Typical data includes distance and heading, plus a depiction of the size of a column. Analysts on the aircraft can also give a strong characterization of what they believe the vehicles may be. It’s not positive identification, but over time, analysts grow skilled in judging whether a trail of dots are people or different types of vehicles

…Buried in the billions of pixels of data are complete information sets on movement in the battlespace. With its unique wide area coverage, the Joint STARS radar archives weeks of enemy activity.

Jewels of data jump out from the wide area scans. Properly refined, the data creates a revealing picture of enemy movement around known locations and uncovers new sites through monitoring unexpected volume of traffic. Dots that pop up out of nowhere can tip off analysts to new insurgent routes, tactics, and hideouts. It is battlespace preparation—in reverse.

Pattern analysis was first used like crime-scene forensics. Analysts can call up old moving target indicator data and focus on the site of an improvised explosive device attack or the compound of a suspected terrorist. If analysts know where to look, Joint STARS can fill them in on the patterns of movement over the time preceding an attack. By comparing tracks day after day, enemy routines come into focus.

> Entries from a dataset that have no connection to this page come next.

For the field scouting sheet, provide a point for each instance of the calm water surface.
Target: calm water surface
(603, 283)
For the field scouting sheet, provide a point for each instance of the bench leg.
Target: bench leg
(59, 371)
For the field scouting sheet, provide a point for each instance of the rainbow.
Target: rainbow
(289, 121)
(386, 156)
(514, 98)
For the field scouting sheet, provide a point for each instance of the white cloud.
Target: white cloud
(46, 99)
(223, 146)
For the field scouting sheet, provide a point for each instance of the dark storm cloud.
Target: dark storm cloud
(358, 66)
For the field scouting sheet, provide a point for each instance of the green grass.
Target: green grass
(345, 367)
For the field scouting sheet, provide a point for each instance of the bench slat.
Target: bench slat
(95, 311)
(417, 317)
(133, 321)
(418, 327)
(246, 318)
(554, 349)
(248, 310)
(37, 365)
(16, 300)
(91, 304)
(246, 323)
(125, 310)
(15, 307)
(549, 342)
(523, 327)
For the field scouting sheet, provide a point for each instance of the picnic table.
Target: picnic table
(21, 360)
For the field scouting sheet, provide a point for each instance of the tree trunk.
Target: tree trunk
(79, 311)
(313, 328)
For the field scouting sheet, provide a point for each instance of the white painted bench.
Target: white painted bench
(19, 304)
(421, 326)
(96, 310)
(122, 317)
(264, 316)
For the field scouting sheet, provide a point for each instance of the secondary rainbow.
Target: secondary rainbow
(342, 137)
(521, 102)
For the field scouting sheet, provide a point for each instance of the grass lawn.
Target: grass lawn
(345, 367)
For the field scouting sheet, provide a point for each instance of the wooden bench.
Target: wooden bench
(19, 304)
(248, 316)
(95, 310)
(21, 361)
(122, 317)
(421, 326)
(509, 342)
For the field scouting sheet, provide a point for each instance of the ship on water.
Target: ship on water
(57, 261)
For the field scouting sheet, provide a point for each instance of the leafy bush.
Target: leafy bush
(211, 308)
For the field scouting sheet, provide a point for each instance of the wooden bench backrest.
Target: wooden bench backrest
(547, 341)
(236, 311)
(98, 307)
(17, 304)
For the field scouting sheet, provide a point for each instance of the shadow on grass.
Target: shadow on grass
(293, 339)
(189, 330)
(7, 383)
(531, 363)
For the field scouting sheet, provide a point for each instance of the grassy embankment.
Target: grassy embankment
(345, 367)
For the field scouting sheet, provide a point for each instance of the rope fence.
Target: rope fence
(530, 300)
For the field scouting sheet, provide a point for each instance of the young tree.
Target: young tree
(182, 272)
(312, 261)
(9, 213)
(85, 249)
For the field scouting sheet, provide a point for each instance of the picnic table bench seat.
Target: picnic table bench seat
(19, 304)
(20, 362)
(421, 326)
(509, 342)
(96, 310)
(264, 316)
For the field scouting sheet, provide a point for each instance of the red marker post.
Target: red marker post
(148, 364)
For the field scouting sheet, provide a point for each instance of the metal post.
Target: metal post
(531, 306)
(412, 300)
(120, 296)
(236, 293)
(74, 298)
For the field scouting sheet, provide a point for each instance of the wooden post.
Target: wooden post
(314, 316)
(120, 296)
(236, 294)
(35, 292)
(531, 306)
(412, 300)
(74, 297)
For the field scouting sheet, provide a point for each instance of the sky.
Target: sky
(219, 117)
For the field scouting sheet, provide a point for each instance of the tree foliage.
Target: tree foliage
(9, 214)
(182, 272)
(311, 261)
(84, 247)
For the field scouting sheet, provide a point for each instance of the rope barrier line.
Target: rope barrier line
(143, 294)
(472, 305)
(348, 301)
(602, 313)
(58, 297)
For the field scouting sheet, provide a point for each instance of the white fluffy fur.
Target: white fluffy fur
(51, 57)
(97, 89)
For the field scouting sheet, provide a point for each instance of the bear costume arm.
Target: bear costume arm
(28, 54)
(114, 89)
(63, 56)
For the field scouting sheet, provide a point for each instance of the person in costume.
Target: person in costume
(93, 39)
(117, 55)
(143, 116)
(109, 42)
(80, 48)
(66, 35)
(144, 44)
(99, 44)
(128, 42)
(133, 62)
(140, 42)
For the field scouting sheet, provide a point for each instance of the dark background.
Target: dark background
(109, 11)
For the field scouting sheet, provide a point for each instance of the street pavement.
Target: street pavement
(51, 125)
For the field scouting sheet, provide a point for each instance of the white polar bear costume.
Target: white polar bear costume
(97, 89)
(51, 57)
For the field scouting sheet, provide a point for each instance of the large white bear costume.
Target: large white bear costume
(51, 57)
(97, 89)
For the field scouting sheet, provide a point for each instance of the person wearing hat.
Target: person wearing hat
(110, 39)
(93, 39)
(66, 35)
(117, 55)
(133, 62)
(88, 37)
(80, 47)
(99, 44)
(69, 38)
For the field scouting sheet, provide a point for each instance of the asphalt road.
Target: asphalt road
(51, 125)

Joint STARS coverage is so wide that as long as the aircraft’s orbit was in the right country, the old logs would reveal practically all the movement to and from a site.

— Grant, Rebecca.  “JSTARS Wars.”  Air Force magazine, November 2009.

Two years ago, the Air Force started reviewing and analysing the JSTARS tapes nightly, to aid ground forces in planning their operations the following day.  That effort has paid dividends and continues today.

Next up are refinements to the radar and software which will—eventually—permit JSTARS sensors to reliably resolve individuals and waterborne targets.

Recent tests conducted on dismounted targets—people—suggest that Joint STARS moving target indicator may be reaching a new level of refinement. It may be possible in the future to characterize the moving target indicator “dots” as sheep, people, cars, trucks, or other types of targets. With upgrades, “I think they can get it down to actually being able to track a relatively heavily laden human,” said Grabowski.

— Grant, Rebecca.  “JSTARS Wars.”  Air Force magazine, November 2009.

1st Lt. Nathan Sukolsky, 7th Expeditionary Air Combat and Control Squadron Joint Surveillance Target Attack Radar System (Joint STARS) air weapons officer, tracks suspected movements on radar during a mission over Iraq on Sept. 1. (U.S. Air Force photo/Staff Sgt. Aaron Allmon II)

UPDATE: This is one of the modern C4ISR systems that are indispensable to modern warfighters, but tend not to be reflected in Hollywood’s depictions of contemporary or future warfare.  I am betting that no wide area GMTI makes an appearance in Avatar, for example.